Imagine if dumping waste into a landfill were made obsolete by the year 2020. In Europe, that's the goal: landfill dumps will be a thing of the past. The goal is to:
  1. Virtually eliminate landfilling
  2. Have reuse and recycling at maximum feasible level— limiting energy recovery to recyclable waste
  3. Decrease waste generation
EU’s "waste hierarchy" establishes that authorities will focus on prevention first, followed by reuse. Then followed by recycling and energy recovery, then landfilling at the end.*

About 37% of Europe’s waste ends up in landfills. About 25% is recycled, 15% composted and 23% burned. These stats were recently included in a great piece on the subject of plastics and waste from the EurActiv brain trust.

In the U.S., approximately 55% of our waste ends up in landfills. (It works out to over half of the estimated 251 million tons of consumer solid waste generated each year in America.)
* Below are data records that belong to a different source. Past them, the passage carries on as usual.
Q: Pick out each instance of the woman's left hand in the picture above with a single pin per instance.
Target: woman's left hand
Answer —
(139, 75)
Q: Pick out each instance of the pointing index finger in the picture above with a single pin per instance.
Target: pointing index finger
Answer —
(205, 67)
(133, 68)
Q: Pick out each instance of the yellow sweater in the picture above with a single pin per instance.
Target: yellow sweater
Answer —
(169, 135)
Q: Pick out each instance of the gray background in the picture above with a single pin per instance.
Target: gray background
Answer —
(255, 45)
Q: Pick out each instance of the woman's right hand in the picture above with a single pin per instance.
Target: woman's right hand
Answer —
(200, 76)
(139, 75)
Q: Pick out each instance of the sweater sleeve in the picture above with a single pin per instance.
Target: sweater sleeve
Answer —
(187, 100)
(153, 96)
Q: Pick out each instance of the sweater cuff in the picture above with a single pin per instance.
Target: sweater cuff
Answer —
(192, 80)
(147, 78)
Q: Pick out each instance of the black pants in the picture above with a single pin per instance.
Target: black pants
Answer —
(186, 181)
Seeing the landfill half full?


Waste policy in Europe is aspirational, inspirational and appears to be on its way to succeeding. A new FAQ on WEEE, electronics waste directives, was published earlier this month. For an industry example, see this examination of plastics waste, published on April 28, 2014, as the EU gears up to review waste progress.

The EU is already having success managing waste. We'd be wise to see what works for them and try similar programs. For the record, visit the US EPA page on waste, see if you can untangle this: EPA approach to waste. It's gotten better. But that's the nicest thing I can think of to say about it.